Now SMILE and pat yourself on the back because your child has not been deprived of that age-old birthday treat – the CUPCAKE!
A few allergy-free frosting recipes adapted from C&H website:
Basic Decorating Icing (good for piping)
- 4 cups powdered sugar (a one-pound box of C&H)
- 1/2 cup butter or shortening (palm if you want to make it soy-free)
- 1/4 cup water or milk (rice milk works well)
- 1 tsp. vanilla or other flavoring
- food color (optional)
- add 1/4 cup unsweetened cocoa powder if you want to make chocolate
Instructions: Beat all ingredients until smooth. Keep icing covered to prevent drying. Store in refrigerator. Thicken with powdered sugar or thin with a few drops of water or milk, if needed. Makes 2 1/2 cups.
Vanilla Glaze — a traditional glaze for coffee cakes and sweet rolls, but good on cupcakes too!
- 1 cup powdered sugar
- 1 1/2 tbsp. milk (you can use non-dairy milk — rice milk works great)
- 1/2 tsp. vanilla
Instructions: Beat all ingredients until smooth. Makes 1/2 cup.

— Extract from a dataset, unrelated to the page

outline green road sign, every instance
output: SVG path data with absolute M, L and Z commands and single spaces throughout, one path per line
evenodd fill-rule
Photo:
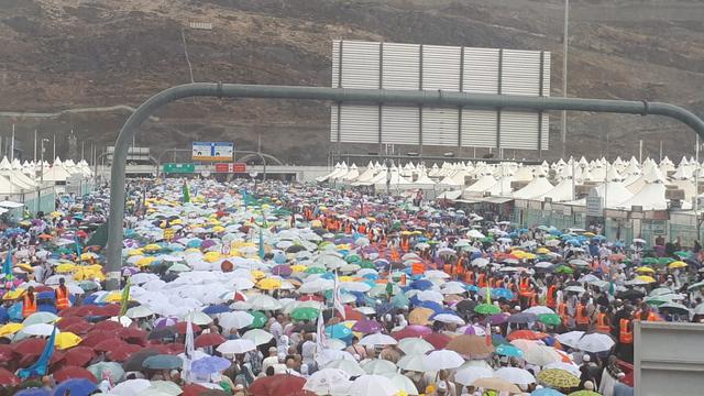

Chocolate Glaze — A smooth, rich glaze for cookies, cakes, cupcakes and more!
- 1/4 cup chocolate pieces, semisweet
- 1 tbsp. butter or margarine (or shortening)
- 1/2 cup powdered sugar
- 1 1/2 tbsp. milk (or rice milk)
Instructions: In small saucepan, melt chocolate with butter (or shortening). Remove from heat and beat in powdered sugar adding milk gradually until mixture is a pourable consistency. Makes enough glaze for a layer cake.